Once again quoting:
BMfox wrote:
3rd don't skip steps in the diplomacy. If you are at peace, always give trade embargo first and declare war 24 hours later.
After thinking about this some more, I'm sure that implementing this penalty can't be all that hard. Well, you would need a new table in the database storing which country degraded it's relation with which other country when for the last time. Columns:
* Nation that did the degradation step.
* Nation towards which the relation was degraded.
* Datetime.
(You might additionally put in place something like a scheduled batch or SQL that deletes entries older than 24 hours, so this table doesn't become unnecessarily large.)

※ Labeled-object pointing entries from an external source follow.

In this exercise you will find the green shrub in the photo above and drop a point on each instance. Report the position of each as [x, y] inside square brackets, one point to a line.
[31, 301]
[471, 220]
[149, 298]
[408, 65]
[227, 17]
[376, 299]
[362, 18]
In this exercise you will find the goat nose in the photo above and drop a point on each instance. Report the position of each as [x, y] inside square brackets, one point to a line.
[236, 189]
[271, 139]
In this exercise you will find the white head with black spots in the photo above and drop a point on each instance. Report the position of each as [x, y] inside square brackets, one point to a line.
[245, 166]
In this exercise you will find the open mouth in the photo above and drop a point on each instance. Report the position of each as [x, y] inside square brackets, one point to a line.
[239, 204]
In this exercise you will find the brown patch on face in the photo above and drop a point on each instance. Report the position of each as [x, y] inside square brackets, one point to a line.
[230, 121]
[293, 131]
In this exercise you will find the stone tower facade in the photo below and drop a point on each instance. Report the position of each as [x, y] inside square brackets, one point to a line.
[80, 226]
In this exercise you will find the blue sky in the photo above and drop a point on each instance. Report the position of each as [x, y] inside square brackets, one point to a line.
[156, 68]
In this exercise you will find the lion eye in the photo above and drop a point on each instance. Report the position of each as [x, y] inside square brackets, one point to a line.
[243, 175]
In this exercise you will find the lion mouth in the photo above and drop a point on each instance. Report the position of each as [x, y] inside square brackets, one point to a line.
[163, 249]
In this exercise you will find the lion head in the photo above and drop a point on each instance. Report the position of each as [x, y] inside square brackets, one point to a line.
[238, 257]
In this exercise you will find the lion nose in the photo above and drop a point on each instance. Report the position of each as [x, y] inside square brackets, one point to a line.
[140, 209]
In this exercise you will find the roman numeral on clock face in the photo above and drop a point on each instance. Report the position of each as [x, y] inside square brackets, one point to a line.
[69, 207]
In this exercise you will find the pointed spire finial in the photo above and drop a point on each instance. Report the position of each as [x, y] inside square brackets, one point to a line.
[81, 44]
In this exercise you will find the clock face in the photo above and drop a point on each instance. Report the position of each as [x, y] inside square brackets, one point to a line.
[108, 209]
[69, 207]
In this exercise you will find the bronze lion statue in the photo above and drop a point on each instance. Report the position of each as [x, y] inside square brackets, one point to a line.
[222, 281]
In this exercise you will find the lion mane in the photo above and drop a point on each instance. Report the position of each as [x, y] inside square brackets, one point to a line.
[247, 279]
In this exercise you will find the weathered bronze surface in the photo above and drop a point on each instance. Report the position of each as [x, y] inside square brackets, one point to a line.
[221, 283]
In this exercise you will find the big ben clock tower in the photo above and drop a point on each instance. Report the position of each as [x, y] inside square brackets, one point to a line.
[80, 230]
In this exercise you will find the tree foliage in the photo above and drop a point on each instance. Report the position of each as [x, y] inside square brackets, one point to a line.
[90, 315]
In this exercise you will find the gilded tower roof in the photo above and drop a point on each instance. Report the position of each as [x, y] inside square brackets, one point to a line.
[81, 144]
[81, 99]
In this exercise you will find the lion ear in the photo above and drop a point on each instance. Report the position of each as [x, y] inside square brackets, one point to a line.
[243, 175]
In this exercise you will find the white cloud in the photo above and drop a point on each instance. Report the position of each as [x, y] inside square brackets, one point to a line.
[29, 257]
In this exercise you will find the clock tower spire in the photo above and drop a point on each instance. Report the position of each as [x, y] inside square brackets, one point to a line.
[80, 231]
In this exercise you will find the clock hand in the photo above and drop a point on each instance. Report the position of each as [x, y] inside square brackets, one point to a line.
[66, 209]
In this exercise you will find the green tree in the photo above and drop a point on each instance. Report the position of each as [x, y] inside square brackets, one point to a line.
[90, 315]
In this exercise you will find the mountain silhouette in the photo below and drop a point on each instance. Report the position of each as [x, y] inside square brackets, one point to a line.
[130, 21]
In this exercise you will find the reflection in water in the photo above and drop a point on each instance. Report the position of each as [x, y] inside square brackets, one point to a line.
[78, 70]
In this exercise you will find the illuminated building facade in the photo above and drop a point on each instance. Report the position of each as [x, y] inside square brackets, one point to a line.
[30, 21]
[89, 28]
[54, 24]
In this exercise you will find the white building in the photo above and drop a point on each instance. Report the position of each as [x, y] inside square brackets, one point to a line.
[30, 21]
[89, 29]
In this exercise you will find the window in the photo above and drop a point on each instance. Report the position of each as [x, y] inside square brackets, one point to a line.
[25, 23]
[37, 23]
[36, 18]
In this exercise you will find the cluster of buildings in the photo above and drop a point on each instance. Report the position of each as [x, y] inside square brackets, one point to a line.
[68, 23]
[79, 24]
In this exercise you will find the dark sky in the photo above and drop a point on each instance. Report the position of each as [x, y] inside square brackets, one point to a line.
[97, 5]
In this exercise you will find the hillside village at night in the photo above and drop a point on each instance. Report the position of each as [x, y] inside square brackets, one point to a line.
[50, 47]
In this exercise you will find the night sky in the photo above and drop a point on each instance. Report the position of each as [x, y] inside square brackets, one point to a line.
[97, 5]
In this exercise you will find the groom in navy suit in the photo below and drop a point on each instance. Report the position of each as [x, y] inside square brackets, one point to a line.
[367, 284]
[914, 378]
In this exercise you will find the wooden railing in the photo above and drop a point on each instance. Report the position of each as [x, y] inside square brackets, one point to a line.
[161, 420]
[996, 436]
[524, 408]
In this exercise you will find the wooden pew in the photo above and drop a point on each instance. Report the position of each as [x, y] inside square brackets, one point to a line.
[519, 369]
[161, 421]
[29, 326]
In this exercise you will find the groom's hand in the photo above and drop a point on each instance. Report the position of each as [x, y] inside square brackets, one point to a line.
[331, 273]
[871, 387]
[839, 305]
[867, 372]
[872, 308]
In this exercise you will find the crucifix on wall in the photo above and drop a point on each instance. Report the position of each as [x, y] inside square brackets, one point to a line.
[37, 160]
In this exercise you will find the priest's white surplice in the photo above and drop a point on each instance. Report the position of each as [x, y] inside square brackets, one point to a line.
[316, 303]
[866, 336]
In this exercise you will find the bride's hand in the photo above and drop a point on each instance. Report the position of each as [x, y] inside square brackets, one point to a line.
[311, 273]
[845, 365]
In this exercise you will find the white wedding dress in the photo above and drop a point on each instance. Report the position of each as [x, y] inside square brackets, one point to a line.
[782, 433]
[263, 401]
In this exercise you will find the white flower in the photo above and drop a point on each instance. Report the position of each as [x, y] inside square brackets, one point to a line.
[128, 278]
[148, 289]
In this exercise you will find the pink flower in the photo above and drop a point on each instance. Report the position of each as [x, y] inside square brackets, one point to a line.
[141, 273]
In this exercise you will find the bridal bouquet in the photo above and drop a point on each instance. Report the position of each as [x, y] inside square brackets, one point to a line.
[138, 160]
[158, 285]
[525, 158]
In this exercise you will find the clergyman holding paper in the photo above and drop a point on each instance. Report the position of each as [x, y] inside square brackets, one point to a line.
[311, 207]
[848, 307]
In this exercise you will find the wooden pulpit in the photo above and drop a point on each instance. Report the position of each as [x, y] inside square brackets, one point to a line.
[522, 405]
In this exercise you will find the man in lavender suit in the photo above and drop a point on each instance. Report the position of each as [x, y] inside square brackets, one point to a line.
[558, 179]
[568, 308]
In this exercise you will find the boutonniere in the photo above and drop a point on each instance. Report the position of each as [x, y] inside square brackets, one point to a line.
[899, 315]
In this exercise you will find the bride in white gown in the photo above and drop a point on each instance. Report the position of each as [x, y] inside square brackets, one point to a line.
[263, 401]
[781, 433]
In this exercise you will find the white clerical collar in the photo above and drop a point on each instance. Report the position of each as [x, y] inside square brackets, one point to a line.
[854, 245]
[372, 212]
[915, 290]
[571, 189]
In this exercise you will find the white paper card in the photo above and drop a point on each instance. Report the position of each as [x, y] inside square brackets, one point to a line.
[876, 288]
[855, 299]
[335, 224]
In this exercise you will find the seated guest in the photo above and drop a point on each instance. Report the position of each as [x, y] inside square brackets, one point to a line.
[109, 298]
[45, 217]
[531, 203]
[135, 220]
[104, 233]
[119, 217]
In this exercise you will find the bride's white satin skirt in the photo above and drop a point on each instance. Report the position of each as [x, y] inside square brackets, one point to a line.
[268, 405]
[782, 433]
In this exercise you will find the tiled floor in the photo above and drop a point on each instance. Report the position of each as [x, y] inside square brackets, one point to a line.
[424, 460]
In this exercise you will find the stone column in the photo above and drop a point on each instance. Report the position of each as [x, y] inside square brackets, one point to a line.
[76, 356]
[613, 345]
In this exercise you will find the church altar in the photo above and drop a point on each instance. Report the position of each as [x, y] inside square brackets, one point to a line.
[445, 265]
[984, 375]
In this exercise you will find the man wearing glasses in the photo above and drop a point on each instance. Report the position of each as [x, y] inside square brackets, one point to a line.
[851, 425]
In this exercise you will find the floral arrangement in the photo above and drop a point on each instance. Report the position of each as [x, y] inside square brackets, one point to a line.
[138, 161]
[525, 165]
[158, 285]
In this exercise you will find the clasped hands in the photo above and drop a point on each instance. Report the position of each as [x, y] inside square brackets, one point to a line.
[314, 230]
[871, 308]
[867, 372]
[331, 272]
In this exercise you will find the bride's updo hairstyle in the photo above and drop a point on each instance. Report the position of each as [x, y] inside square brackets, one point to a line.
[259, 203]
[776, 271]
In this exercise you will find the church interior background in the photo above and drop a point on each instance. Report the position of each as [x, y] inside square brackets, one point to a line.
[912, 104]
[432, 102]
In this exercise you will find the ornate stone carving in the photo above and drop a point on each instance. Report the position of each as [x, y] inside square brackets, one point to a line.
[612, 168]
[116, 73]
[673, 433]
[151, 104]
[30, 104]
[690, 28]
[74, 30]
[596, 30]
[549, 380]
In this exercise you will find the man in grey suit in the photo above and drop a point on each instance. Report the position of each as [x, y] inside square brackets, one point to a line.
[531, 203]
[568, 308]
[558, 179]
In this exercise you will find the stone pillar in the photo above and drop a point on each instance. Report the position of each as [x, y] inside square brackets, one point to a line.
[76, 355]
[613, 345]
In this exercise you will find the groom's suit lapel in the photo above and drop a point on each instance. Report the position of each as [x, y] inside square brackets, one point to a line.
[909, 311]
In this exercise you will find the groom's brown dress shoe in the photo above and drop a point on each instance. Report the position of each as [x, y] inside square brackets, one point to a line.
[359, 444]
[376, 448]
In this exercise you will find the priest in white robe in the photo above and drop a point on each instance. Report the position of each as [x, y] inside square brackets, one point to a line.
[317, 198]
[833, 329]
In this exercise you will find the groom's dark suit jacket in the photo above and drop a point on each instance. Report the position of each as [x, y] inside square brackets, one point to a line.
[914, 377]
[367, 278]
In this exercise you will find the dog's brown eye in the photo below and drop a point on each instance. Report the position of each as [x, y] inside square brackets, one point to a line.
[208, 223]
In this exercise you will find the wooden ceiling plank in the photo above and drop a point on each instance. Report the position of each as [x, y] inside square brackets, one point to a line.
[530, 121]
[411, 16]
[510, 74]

Once that table is in place, it's easy to implement:
* If a player degrades a diplomatic relation two or more steps at once, first display a warning popup like "a sudden drastic action like this will harm our diplomatic reputation". If player clicks OK button on that popup -> popularity penalty.
* If a player degrades a diplomatic relation one step and has an entry from last 24 hours in the new table, display a warning popup like "Degrading a diplomatic relation twice within 24 hours will harm our diplomatic reputation". If player clicks OK button on that popup -> same popularity penalty.
* If two or even three steps are skipped, the penalty should be higher. That means the consequence of backstabbing is a strong popularity penalty.
This new penalty would not only be extremely realistic, but would also make the game much more clever and interesting. For example, players would face the following decisions, just to name the major ones:
* Do I now switch to a better diplomatic relation with this AI nation, or do I leave it because I might soon want to attack it? At the moment, you should blindly give all AI nations RoW or shared map. That's boring and keeps striving for a good popularity from being an interesting challenge.
* Do I give this human player a sudden attack (and swallow the penalty), or rather first embargo - risking he and others on the map forebode my intentions?
The new penalty would give you a lot to think asking yourself how the map will evolve - trying to anticipate the future.
And players could even use a mutual RoW / shared maps as a peace treaty. Same as in reality, this peace treaty could be broken and also same as in real life you would know it has no relevance in case the other side doesn't care about it's popularity. But if the other nation does, you would know it's not very probable it attacks you within the next 24 / 48 hours.
All in all it would add a lot of depth to diplomatic relations - would be great.